Auf Timo Dentlers reduziert-historisierender Drehbühne mit schlichtem Wohnraum, Kaue, Lohnhalle und Konzertsaal (das Zechentor zitiert Elemente von Zollern 2/4 in Dortmund) gibt es Raum für nachhaltige Kommunikation. Okarina Peters Kostüme verstärken das Bild einer kleinbürgerlich-hilflosen Opfergesellschaft mit der Hoffnung auf das „Wunder“.
In Bielefeld führt der vielseitig in Sachen Blasmusik kundige Willi Budde ein Ensemble lokaler Trompeter, Tuba-Spieler, Posaunisten, Flügelhorn-Bläser souverän durch die Vielfalt traditioneller englischer Brass Music – durchaus ironisierend, aber auch mit unverfälschtem Pathos. Beeindruckend.
Das Bielefelder Schauspiel-Ensemble präsentiert sich typus-gerecht ambivalent, angeführt vom traditionsbewussten Bandleader Danny des variabel artikulierenden Thomas Wolff und der Flügelhorn spielenden Christina Huckle als Gloria: Akteure mit allesamt viel Empathie für die dargestellten Menschen mit ihren nicht zu bewältigenden existentiellen Problemen – ohne agitatorische Attitüde.

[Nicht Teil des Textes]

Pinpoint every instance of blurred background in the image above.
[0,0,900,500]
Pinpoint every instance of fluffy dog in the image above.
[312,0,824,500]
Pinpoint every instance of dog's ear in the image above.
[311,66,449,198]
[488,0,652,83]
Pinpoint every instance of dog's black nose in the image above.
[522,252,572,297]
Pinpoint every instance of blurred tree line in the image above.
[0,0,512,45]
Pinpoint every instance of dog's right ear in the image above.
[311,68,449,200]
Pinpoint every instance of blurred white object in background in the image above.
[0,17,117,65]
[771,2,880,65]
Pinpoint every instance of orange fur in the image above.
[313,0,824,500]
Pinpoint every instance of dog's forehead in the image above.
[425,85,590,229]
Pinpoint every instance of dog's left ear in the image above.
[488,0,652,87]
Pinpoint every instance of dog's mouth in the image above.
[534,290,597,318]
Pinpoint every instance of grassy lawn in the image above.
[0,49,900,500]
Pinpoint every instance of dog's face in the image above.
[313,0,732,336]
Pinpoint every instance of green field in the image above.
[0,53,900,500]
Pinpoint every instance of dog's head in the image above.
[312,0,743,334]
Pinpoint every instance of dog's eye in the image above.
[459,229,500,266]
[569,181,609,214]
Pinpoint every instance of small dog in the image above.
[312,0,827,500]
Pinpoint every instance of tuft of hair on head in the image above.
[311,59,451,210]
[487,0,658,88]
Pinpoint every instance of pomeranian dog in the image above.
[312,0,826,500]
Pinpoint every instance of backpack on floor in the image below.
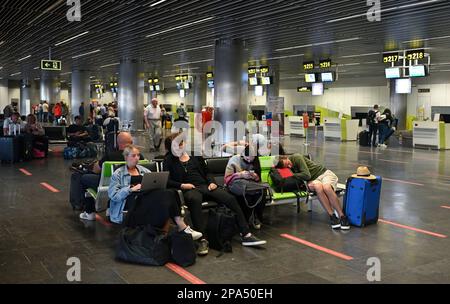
[116,225,170,266]
[206,206,238,252]
[169,231,197,267]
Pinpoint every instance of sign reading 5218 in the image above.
[41,60,61,71]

Das Publikum lässt sich auf dieses komisch-tragische Spiel intensiv ein, verfolgt die charakterisierenden Nuancen mit Sympathie, applaudiert der exzellenten Brass Band – und ist offensichtlich froh, nur mit Symbolen des Elends konfrontiert zu werden, und nicht mit dem „kommenden Aufstand“.